Il est probable que les individus s’adonnent à des stratégies similaires concernant la Covid-19, et adaptent leurs pratiques préventives en fonction de certaines variables qu’ils estiment déterminantes: l’autre vient-il d’une région ou d’un pays où le virus circule beaucoup? Est-ce que son travail ou son mode de vie l’expose particulièrement au virus?
Cela pourrait expliquer pourquoi nous pouvons être tentés de porter un masque face à une personne travaillant dans le secteur médical, alors que nous ne prendrions pas tant de précautions avec d’autres. Cela permet également d’éclairer le comportement de ce couple montpelliérain qui a contraint leur locataire, infirmière de profession, à quitter l’immeuble par précaution.
Des gestes barrières coûteux sur le plan social
Notons qu’on ne place pas la même confiance entre les individus, selon qu’il s’agisse de proches ou d’étrangers. Cela peut également expliquer l’affaiblissement voire l’abandon de gestes barrières face aux personnes que nous aimons.
Jean‑Yves Le Talec, sociologue ayant travaillé sur le rejet du préservatif revendiqué par certains homosexuels (“bareback”), a d’ailleurs relevé que l’amour pouvait représenter une raison d’abandonner le préservatif alors qu’il est su que le partenaire est séropositif au VIH.
Il n’est alors plus question de “protections imaginaires”, mais d’une prise de risque consciente et assumée. Toutefois, cela permet de souligner à quel point ces gestes barrières, d’apparence anodins, peuvent s’avérer extrêmement coûteux sur le plan social et affectif.

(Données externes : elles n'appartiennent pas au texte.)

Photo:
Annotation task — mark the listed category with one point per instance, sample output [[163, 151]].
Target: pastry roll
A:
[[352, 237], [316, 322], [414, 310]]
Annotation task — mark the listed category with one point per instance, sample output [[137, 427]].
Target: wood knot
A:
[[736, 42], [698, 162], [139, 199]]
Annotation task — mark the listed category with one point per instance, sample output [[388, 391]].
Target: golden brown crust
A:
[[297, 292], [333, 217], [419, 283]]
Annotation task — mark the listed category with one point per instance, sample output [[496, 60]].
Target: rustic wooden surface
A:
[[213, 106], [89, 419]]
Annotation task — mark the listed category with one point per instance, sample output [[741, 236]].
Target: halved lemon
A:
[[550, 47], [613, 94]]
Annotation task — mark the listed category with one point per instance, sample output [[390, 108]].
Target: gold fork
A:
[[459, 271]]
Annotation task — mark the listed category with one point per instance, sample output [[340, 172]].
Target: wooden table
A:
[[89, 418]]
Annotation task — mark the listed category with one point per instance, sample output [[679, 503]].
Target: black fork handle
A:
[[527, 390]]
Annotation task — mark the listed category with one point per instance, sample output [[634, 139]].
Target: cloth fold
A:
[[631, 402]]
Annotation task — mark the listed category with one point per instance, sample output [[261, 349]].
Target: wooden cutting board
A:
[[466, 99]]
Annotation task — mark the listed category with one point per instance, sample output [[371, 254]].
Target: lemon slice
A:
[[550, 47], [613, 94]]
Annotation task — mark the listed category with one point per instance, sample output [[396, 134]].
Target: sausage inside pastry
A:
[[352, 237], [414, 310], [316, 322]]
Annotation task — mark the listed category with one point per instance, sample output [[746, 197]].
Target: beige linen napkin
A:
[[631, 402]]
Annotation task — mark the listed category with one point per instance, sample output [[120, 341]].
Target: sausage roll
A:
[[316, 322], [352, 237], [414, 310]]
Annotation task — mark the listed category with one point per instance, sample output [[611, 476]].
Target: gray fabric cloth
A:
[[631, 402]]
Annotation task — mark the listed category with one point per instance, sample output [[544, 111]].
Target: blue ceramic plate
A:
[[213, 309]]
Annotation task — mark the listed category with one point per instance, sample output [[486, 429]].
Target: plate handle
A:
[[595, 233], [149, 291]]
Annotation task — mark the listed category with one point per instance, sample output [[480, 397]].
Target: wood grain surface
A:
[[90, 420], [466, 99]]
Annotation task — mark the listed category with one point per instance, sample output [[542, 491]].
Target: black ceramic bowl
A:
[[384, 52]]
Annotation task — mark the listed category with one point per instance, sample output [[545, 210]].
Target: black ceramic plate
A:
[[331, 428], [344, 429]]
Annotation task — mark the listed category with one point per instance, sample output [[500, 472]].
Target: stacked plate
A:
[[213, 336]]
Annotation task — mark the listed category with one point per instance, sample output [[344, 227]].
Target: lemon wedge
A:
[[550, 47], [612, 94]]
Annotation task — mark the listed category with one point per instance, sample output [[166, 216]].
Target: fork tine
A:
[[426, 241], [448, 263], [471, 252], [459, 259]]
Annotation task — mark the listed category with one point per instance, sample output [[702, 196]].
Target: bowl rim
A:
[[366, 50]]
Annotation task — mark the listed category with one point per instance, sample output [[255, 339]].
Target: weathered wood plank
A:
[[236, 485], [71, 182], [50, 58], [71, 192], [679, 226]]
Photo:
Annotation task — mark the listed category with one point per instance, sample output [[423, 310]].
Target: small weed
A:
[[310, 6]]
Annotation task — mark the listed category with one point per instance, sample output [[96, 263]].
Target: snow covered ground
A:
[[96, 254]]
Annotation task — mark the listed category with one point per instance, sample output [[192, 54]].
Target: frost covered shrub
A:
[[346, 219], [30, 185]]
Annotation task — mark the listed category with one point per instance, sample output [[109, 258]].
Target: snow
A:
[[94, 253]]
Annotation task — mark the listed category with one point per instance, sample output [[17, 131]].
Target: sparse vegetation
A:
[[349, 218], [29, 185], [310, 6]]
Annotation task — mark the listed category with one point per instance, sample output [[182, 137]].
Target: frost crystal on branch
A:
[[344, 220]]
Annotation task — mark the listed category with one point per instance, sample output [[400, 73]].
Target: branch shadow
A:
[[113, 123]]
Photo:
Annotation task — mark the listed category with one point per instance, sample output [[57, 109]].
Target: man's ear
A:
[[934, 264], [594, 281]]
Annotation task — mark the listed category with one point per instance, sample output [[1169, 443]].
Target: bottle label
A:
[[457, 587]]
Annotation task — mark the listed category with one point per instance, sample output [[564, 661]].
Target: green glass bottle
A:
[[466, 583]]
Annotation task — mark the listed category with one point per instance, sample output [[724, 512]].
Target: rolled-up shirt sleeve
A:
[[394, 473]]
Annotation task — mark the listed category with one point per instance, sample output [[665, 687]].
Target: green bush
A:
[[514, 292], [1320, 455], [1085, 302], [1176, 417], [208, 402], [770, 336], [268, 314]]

Ces travaux nous enseignent que, si les citoyens n’appliquent pas ou mal les gestes barrières, ce n’est pas nécessairement par désengagement dans la lutte contre les virus, mais parce que leur logique préventive diffère de celle des spécialistes de la santé.
Modifier ces comportements nécessiterait de faire évoluer les représentations individuelles. On peut supposer que les pouvoirs publics gagneraient certainement à investir dans la diffusion et la médiation de bases sanitaires et sociales auprès de la population à cette fin.
Cette tribune a été initialement publiée dans The Conversation.